Dec 9 2024

  • Continuing Kaggle/Google day 1 paper - Foundational LLM and Text Generation
  • Prompt Engineering
    • Try using verbs that describe action in your prompts:
    • Act, Analyze, Categorize, Classify, Contrast, Compare, Create, Describe, Define,
    • Evaluate, Extract, Find, Generate, Identify, List, Measure, Organize, Parse, Pick, Predict, Provide, Rank, Recommend, Return, Retrieve, Rewrite, Select, Show, Sort,
    • Summarize, Translate, Write.
    • Types of Prompts
      • System / Role/ Contextual prompting - who are you, what is your goal, what’s your style
      • Step-back prompting - take a look at this info, and now answer
      • Chain of thought - think through each step, don’t jump to the answer
      • https://github.com/GoogleCloudPlatform/generative-ai/blob/main/language/prompts/examples/chain_of_thought_react.ipynb
      • Self consistency - asking yourself 3x and go with most frequent answer
      • Tree of thoughts - like self-consistency, but at a level above the prompt
      • ReAct - using tools
    • Also try to be clear with your instructions by providing both a “DO” and a “DO NOT” instruction set.
      • Keep track of your prompts and test them each time
      • Name/version
      • Goal
      • Model
      • Temperature/Top-K, Top-P
      • Token Limit
      • Prompt
      • Output

Ways to add new data to your LLM

  • Discussion with ChatGPT on different options to incorporating your own knowledge into a LLM, summarized in this table

    Method Best For Pros Cons
    Soft Prompting Small FAQ sets, low-cost setups - No training required
    - Flexible and easy to update
    - Limited by token size
    - FAQs must be in every prompt
    RAG (Retrieval-Augmented Generation) Large or dynamic FAQ datasets - Scalable
    - FAQs dynamically retrieved
    - No fine-tuning required
    - Complex setup
    - Dependent on retrieval quality
    Fine-Tuning Highly repetitive or static FAQs - Efficient inference
    - Consistent answers
    - Tailored behavior
    - High initial cost
    - Requires re-training for updates
    Middleware System Handling simple FAQ queries - Fast responses
    - Hybrid with GPT-4
    - Dual system complexity
    - Threshold tuning
    Tool-Augmented Models Structured FAQ storage - Accurate
    - Real-time updates
    - Development overhead
    Knowledge Distillation Reducing API costs - Efficient for repetitive FAQs
    - Cost-effective inference
    - Training and maintenance overhead
    Student/Teacher Replicating GPT-4 quality on FAQs at scale - High-quality outputs
    - Cost-effective once trained
    - Reduces dependence on GPT-4
    - Training requires GPT-4 API calls
    - Retraining for FAQ updates
    Adaptive Prompt Chaining Ambiguous or multi-part queries - Improves query understanding
    - Interactive experience
    - Slower interactions
    - May require multiple exchanges
    Knowledge Graph Complex, interrelated FAQs - Rich context
    - Supports reasoning
    - Complex to build and maintain
    Memory-Based Agents Session-specific FAQ refinement - Personalized experience
    - Avoids repetition
    - Requires session infrastructure

Post-Hoc Grounding

  • Post-hoc grounding refers to the process of aligning model outputs with external, factual, or contextually relevant knowledge after the initial response is generated.

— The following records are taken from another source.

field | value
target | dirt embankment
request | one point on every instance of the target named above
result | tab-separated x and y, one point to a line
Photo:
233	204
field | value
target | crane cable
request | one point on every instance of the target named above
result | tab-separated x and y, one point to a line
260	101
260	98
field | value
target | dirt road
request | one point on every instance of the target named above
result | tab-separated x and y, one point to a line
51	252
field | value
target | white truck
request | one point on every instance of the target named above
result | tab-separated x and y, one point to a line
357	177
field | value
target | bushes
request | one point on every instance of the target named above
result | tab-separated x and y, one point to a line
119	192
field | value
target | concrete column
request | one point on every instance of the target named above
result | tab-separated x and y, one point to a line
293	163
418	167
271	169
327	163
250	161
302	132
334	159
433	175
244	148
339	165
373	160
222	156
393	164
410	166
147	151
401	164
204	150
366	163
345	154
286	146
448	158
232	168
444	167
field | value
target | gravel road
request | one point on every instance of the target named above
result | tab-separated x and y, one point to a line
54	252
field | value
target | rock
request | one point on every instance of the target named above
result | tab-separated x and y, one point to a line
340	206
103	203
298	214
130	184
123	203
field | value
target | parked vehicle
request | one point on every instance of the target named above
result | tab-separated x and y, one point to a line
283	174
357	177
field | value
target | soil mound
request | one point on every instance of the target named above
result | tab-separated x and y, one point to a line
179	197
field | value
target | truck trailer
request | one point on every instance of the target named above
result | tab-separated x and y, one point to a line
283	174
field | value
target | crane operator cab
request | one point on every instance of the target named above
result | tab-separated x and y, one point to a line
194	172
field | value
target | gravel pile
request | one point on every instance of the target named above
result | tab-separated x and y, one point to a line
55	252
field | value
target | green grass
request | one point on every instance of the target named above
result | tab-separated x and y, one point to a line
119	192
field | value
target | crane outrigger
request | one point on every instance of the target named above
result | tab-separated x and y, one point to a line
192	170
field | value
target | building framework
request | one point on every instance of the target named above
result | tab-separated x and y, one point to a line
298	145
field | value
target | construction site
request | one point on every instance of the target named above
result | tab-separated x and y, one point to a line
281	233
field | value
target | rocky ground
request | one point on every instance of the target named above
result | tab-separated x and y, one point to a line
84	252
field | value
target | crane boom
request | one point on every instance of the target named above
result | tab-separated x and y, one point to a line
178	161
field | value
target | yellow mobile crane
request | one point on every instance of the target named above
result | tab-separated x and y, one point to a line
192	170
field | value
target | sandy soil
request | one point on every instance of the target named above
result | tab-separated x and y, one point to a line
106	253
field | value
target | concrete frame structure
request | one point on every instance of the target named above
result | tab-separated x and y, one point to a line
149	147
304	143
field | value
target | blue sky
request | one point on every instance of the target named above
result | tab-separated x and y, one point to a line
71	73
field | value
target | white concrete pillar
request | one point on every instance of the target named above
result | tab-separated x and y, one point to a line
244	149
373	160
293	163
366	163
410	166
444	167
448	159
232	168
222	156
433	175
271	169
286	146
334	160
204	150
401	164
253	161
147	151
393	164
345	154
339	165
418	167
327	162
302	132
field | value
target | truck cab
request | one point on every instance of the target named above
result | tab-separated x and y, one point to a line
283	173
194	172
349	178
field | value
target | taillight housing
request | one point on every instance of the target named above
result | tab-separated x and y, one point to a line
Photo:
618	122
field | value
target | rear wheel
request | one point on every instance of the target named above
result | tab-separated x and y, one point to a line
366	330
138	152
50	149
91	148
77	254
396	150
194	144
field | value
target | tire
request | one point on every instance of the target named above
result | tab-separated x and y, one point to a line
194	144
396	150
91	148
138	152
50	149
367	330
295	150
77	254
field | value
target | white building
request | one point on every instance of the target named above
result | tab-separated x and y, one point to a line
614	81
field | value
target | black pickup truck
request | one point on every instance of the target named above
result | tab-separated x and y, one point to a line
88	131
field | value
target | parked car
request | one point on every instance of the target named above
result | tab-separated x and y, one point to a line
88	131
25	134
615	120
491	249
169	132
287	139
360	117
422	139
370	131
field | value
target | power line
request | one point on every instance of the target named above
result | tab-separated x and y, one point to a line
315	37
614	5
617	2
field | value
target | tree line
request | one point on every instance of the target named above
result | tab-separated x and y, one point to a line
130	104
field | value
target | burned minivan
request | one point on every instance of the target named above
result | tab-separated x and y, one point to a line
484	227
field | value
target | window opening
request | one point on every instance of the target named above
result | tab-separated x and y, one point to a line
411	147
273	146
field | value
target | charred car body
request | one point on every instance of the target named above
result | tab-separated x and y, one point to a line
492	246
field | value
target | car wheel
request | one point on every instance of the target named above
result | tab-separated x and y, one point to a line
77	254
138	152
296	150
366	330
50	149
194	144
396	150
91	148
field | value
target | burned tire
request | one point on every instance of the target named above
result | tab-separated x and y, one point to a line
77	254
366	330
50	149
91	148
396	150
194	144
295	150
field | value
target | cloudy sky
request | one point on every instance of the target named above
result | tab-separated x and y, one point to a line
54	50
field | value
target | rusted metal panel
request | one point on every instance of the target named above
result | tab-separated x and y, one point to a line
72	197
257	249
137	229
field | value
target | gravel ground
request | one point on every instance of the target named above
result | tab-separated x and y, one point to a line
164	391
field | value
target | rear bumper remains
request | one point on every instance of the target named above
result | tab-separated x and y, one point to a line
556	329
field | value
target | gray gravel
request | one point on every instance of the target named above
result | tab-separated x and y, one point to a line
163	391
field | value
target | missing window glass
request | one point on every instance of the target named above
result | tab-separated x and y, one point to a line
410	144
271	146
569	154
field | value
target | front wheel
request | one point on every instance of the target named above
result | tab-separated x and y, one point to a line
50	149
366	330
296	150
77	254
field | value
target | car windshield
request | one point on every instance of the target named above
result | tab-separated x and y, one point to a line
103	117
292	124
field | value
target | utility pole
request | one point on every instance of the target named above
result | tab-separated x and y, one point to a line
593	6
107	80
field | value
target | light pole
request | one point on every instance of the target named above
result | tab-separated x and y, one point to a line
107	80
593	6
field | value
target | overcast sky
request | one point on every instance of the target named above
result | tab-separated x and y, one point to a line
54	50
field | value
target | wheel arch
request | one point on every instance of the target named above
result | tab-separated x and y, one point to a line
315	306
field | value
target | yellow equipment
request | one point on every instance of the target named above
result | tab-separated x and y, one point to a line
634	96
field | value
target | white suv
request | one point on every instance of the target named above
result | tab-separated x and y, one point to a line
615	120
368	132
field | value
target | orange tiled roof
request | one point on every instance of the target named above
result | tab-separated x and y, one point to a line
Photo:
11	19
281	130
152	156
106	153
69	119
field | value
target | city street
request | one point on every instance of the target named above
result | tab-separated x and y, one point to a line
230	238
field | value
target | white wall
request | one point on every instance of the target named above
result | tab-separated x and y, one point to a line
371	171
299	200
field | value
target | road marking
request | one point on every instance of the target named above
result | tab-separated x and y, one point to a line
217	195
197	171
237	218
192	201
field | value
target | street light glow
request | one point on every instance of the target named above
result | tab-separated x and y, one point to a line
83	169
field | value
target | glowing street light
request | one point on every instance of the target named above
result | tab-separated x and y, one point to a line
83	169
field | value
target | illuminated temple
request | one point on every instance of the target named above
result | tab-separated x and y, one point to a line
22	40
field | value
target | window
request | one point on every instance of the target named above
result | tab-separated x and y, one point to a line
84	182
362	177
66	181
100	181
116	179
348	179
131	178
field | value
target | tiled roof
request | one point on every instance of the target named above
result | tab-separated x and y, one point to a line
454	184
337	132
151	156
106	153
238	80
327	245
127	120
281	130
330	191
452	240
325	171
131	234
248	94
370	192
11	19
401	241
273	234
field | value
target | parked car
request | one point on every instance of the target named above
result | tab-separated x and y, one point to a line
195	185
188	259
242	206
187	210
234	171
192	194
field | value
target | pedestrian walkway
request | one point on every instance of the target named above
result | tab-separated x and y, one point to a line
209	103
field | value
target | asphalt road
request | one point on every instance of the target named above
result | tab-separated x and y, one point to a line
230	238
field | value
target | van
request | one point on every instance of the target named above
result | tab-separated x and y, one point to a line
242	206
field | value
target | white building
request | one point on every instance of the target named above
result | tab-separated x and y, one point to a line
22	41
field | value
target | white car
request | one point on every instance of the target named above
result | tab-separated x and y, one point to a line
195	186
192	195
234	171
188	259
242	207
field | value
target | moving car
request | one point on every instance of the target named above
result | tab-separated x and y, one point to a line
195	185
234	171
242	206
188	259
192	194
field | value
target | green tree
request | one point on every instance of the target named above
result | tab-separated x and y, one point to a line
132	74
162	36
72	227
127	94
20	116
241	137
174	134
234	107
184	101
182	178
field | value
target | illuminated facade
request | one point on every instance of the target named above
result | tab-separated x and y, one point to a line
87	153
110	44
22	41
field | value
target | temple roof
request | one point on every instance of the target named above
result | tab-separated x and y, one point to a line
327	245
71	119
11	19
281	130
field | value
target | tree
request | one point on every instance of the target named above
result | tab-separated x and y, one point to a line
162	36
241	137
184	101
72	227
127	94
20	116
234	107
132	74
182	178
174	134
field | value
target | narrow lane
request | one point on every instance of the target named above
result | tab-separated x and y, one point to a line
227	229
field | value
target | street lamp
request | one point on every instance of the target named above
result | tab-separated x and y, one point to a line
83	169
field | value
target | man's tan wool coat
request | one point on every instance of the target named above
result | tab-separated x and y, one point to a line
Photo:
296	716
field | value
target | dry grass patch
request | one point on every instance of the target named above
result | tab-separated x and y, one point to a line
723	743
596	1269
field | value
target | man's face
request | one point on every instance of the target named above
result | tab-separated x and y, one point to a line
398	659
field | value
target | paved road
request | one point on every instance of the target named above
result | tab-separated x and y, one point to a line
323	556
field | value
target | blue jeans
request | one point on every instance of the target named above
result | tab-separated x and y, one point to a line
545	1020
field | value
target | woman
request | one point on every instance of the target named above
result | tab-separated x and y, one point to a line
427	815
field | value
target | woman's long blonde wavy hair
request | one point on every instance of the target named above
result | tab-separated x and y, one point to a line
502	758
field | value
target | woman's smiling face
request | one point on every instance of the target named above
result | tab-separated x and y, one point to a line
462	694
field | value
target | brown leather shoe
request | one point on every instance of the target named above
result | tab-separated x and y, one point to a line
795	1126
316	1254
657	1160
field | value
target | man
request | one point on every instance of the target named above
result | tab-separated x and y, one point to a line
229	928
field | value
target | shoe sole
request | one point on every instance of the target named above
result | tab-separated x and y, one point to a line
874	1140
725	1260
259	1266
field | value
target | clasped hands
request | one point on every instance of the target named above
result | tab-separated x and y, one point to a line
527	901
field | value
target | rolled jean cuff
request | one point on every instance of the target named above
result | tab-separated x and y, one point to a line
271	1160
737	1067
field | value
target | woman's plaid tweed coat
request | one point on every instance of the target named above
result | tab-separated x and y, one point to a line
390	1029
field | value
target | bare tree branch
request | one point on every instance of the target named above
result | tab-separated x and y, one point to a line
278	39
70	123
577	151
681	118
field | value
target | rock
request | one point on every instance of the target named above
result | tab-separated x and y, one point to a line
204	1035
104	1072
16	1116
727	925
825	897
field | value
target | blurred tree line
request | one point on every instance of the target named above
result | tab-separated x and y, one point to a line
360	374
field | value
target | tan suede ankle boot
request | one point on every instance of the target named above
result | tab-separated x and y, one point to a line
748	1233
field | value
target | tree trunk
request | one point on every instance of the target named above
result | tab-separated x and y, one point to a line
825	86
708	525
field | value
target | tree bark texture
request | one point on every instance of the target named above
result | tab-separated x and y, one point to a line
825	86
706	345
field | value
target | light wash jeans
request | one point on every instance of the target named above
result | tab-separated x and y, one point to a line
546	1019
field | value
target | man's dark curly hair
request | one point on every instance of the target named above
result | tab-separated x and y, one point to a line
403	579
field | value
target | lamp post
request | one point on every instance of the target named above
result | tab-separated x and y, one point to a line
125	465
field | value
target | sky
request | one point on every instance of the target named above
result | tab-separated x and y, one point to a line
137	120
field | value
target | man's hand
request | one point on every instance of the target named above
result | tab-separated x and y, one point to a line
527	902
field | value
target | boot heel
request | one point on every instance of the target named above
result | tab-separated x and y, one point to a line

This ensures the response is consistent, accurate, or relevant to specific requirements.

    • For example:
      1. A model generates a generic response (e.g., “The capital of France is Paris”).
      2. Post-hoc grounding checks this response against a knowledge base or external source for accuracy.
      3. The output is corrected or refined if necessary before delivery to the user.
    • This technique is common in tasks requiring high factual accuracy, like customer support or scientific reasoning.